Recently, Sage Therapeutics issued a statement saying that the FDA has extended the PDUFA date for priority review of new drug applications for its new drug Zulress (brexanolone) for the treatment of postpartum depression. This means that the previously disclosed PDUFA on December 19, 2018 will be extended by three months to March 19, 2019.
Two weeks before the FDA announced a delay (November 2), the FDA Psychiatric Pharmacology Advisory Committee and the Drug Safety and Risk Management Advisory Committee supported the benefit of brexanolone with overwhelming voting data (17:1).
Based on safety and efficacy data from three placebo-controlled clinical studies, the Advisory Committee requested Sage to submit a proposed Risk Assessment and Mitigation Strategy (REMS) program to the FDA containing elements to ensure safe use (ETASU).
According to the PDUFA VI, the FDA may choose to extend the PDUFA target date by three months in order to submit the REMS of the ETASU that was not submitted in the original NDA. As part of the extension, FDA has not required Sage to provide any other clinical data or any other information.
Brexanolone was developed by Sage, which previously had a 14% clinical failure in super-refractory epilepsy, with stocks falling 14%. Fortunately, Sage’s R&D team is unyielding and extends clinical trials to postpartum depression.
In the United States, the FDA has granted brexanolone a breakthrough drug qualification for postpartum depression. In the European Union, EMA has also been granted priority drug qualification (PRIME).
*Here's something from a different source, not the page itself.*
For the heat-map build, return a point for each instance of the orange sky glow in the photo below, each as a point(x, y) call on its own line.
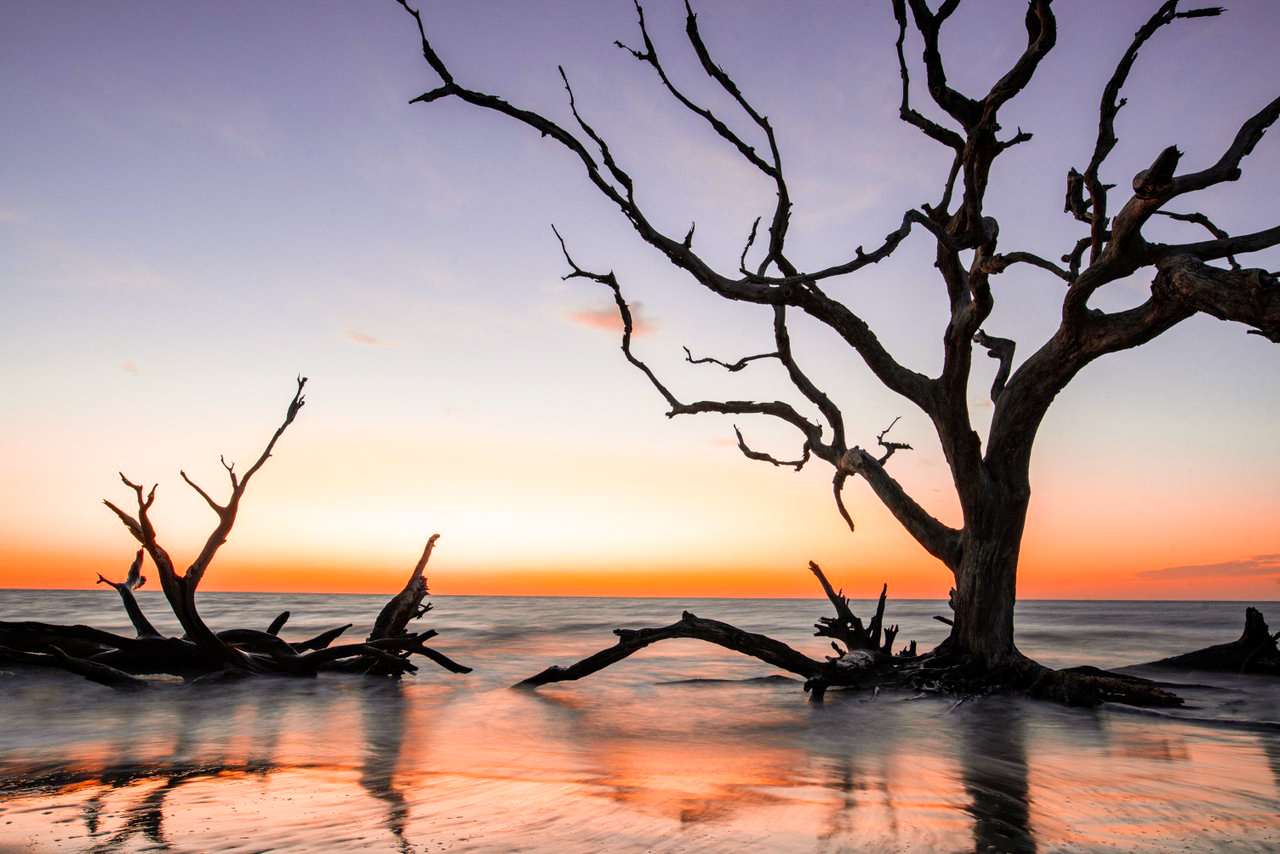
point(184, 227)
Only patients who were given a 60-hour intravenous infusion of the drug required patients and providers to commit to long-term clinical infusion. The results of a phase III clinical study, recently published in The Lancet, showed that all doses of the brexanolone treatment group achieved the expected efficacy. At the 60th hour of treatment, the brexanolone treatment group had a depression scale score compared with the placebo group. Significantly lower.
Dr. Jeff Jonas, CEO of Sage, said, “Our main goal remains to provide treatment for women with PPD as soon as possible. Given this unexpected delay, we will work with the FDA to ensure that PPD is quickly resolved. Unmet medical needs of women,”.
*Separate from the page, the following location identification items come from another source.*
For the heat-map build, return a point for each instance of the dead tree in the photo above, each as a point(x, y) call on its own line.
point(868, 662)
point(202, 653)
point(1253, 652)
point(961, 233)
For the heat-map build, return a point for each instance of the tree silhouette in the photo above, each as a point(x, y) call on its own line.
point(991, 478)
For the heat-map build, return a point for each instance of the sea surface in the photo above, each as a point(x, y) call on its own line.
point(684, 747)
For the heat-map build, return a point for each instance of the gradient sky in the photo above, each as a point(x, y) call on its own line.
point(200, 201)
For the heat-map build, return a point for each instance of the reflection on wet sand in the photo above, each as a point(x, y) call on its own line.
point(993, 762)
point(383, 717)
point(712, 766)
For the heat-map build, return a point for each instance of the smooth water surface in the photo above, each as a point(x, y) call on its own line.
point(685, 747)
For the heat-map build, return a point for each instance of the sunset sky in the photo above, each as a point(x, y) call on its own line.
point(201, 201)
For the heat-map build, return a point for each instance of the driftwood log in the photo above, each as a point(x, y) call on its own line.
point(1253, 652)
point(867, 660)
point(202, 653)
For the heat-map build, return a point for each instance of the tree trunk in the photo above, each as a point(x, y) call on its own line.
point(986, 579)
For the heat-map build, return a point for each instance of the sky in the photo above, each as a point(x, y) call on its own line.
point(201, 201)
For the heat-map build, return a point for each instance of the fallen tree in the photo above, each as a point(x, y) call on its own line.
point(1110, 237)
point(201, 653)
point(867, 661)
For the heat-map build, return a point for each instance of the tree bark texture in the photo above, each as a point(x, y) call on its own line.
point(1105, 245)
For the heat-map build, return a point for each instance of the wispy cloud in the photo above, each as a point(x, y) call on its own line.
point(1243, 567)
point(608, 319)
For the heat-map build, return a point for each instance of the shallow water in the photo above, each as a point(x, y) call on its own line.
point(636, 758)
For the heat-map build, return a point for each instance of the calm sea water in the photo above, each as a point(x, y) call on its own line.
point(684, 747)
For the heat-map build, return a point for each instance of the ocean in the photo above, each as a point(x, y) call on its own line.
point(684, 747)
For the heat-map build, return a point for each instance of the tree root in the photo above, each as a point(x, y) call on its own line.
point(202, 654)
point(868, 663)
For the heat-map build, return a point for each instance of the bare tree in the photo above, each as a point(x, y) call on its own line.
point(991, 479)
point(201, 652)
Brexanolone is an allosteric modulator of synaptic and extrasynaptic gamma-aminobutyric acid type A receptors (GABAA receptors). GABAA receptors and NMDA (N-methyl-D-aspartate) receptors act to inhibit and stimulate brain neurons to produce nerve impulses, respectively. The imbalance between the two receptor activities is responsible for a variety of mental illnesses including depression.
About postpartum depression (PPD)
PPD is a clear and easily recognizable major depression that usually begins in the third trimester of pregnancy or within 4 weeks of delivery. It is the leading cause of maternal postpartum suicide and the most common medical complication of childbirth.
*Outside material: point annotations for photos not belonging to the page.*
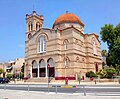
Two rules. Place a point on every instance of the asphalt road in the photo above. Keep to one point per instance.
(93, 89)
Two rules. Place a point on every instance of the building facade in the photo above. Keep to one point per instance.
(65, 48)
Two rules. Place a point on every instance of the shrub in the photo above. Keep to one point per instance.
(91, 74)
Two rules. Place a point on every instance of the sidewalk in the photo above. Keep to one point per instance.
(70, 82)
(15, 94)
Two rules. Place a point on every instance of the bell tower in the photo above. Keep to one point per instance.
(33, 23)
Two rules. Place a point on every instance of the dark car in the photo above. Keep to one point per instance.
(4, 80)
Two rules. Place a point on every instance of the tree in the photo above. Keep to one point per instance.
(111, 35)
(1, 71)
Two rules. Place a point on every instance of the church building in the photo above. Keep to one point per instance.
(61, 51)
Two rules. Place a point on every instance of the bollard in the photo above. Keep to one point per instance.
(28, 88)
(84, 90)
(56, 89)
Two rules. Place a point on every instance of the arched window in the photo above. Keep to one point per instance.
(94, 47)
(30, 26)
(37, 26)
(65, 43)
(67, 62)
(42, 44)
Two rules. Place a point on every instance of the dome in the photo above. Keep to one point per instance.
(67, 18)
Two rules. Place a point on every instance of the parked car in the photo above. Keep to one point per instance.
(4, 80)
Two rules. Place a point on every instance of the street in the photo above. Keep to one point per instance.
(111, 90)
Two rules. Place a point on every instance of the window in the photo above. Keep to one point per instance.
(42, 44)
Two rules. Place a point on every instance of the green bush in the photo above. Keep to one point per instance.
(91, 74)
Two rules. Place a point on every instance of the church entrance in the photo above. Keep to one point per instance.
(42, 68)
(42, 72)
(52, 68)
(51, 72)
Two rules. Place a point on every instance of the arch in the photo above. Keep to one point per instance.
(42, 68)
(65, 43)
(30, 26)
(96, 67)
(66, 61)
(29, 35)
(43, 33)
(34, 68)
(37, 26)
(51, 70)
(94, 46)
(42, 63)
(50, 61)
(42, 44)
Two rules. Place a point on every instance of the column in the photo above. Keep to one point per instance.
(38, 70)
(46, 71)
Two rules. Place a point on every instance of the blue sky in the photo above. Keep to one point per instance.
(93, 13)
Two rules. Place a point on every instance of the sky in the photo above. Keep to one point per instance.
(93, 13)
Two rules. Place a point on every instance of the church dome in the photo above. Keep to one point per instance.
(67, 18)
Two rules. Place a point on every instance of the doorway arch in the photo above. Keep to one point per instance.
(34, 68)
(51, 70)
(42, 68)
The main clinical manifestations include obvious dysfunction, depression, loss of interest in newborns, and associated symptoms of depression such as loss of appetite, sleep disturbance, inattention, listlessness, lack of self-esteem, and suicidal tendencies. More than half of the first episodes of PPD will recur in the next 5 years, and one third of patients will relapse even in the first year.
The data shows that there are 300 million postpartum depression patients in the world, about 400,000 cases per year in the United States. The prevalence of PPD reported in China is 1.1% to 52.1%, with an average of 14.7%, and 50% to 80% of postpartum depression occurs. mood. However, there is currently no FDA-approved postpartum depression therapy, and there are significant medical needs in this area that are not being met.
About stage III clinical trial of brexanolone
The phase III clinical study was conducted at 30 medical centers in the United States, 18-45 years old, less than 6 months postpartum, 17 Hamilton Depression Rating Scale (HAMD) scores ≥ 26 (Study 1), or HAMD scores 20-25 (Study 2) Maternal involvement was randomized to 90 μg/kg/h brexanolone (BRX90), 60 μg/kg/h brexanolone (BRX60) or placebo for 60 hours. The primary efficacy endpoint was a 60-hour HAMD score change.
138 maternal women participated in the study1, divided into BRX90 group (n=45), BRX60 group (n=47) primary placebo group (n=46), 108 patients participated in study 2, divided into BRX90 group (n=54) ) and placebo group (n=54). In Study 1, after 60 hours, the HAMD score in the BRX60 group decreased by 19.5 compared with baseline, the BRX90 group decreased by 17.7, and the placebo group decreased by 14.0. In Study 2, the 60-hour HAMD score for the BRX90 group decreased by 14.6 compared with baseline, and the placebo group decreased by 12.1. The most common brexanolone treatment-related adverse events were headache, dizziness, and lethargy. Four treatment-related serious adverse events occurred, including suicidal ideation, intentional drug overdose, altered state of consciousness, and syncope during follow-up.